The museum, like many other organizations, have been impacted by the COVID-19 pandemic.
Since then it has reopened its outside portion only since June 3.

Now, it's asking for the community's help to contribute to history and assist with a special project.
The museum is working on two new exhibits and needs artifacts from residents.

The first is called Preserve the Protest and the other is Capturing Covid in Kern.

Bethany Rice, the curator of collections at the Kern County Museum, says the goal is to document these two historical moments in our community.

"The idea of Preserving the Protest and Capturing Covid in Kern was inspired when we wanted to learn about the 1918 pandemic and other protests from the past in Kern County, and we just didn't have any information to draw on," Rice said.

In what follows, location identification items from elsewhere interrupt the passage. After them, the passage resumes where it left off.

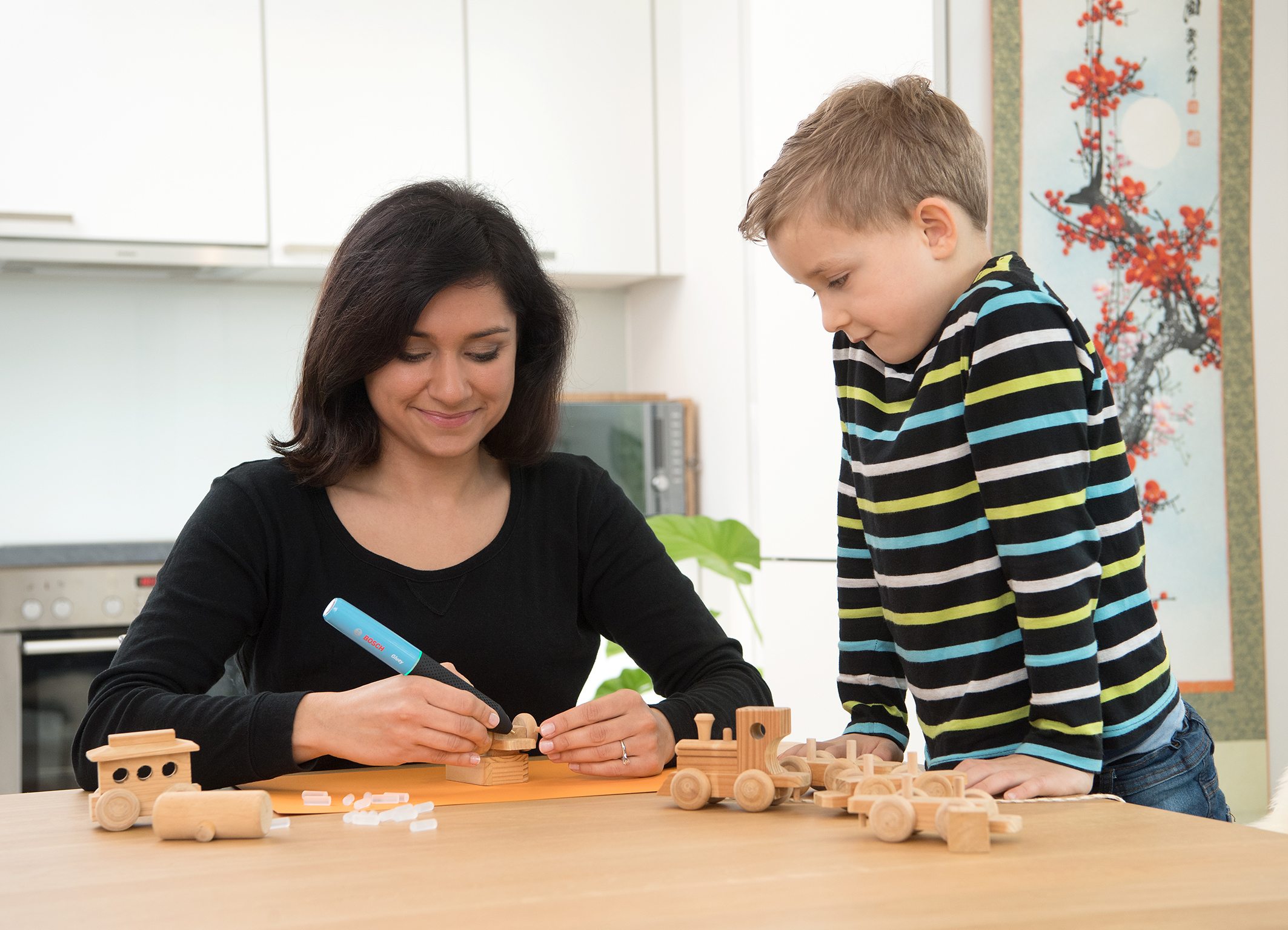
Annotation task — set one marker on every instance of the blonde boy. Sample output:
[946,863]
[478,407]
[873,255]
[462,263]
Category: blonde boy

Rice says they are asking for first-hand experiences of these two current events. This includes-- anything from quotes, pictures, and videos.

Also, they will have contributors fill out a questionnaire that they can email in or drop off with an artifact.
"We will have a booklet directed towards children and ask what school was like during covid? What were they nervous about? What did their family do? How did they celebrate things," said Rice. "So it will be an opportunity to make this a more positive experience."

Rice says the goal is to make this kind of information accessible to the community and researchers in the future. Also, to make sure that Kern County is apart of the historical archives.

"We'll have revolving exhibits quarterly. So we will have some sort of temporary exhibit, once we have a great capture of what happened in Kern County, and we'll have quotes and experiences pulled from different people's signs," said Rice. "We want to make sure that we're telling the whole historical narrative. So whether these
protests were for BLM, against BLM, or Patriot Rallies, against sheltering in place; we want to make sure we cover everything, because we want that full narrative."

Rice adds that this just the beginning of the project. The museum hopes to do a yearly check-in with the COVID-19 pandemic and the protests in Kern County.

"Honestly, we are still in the midst of it right now, so I can’t even say that the historical events have finished for us to have finished capturing everything," Rice said.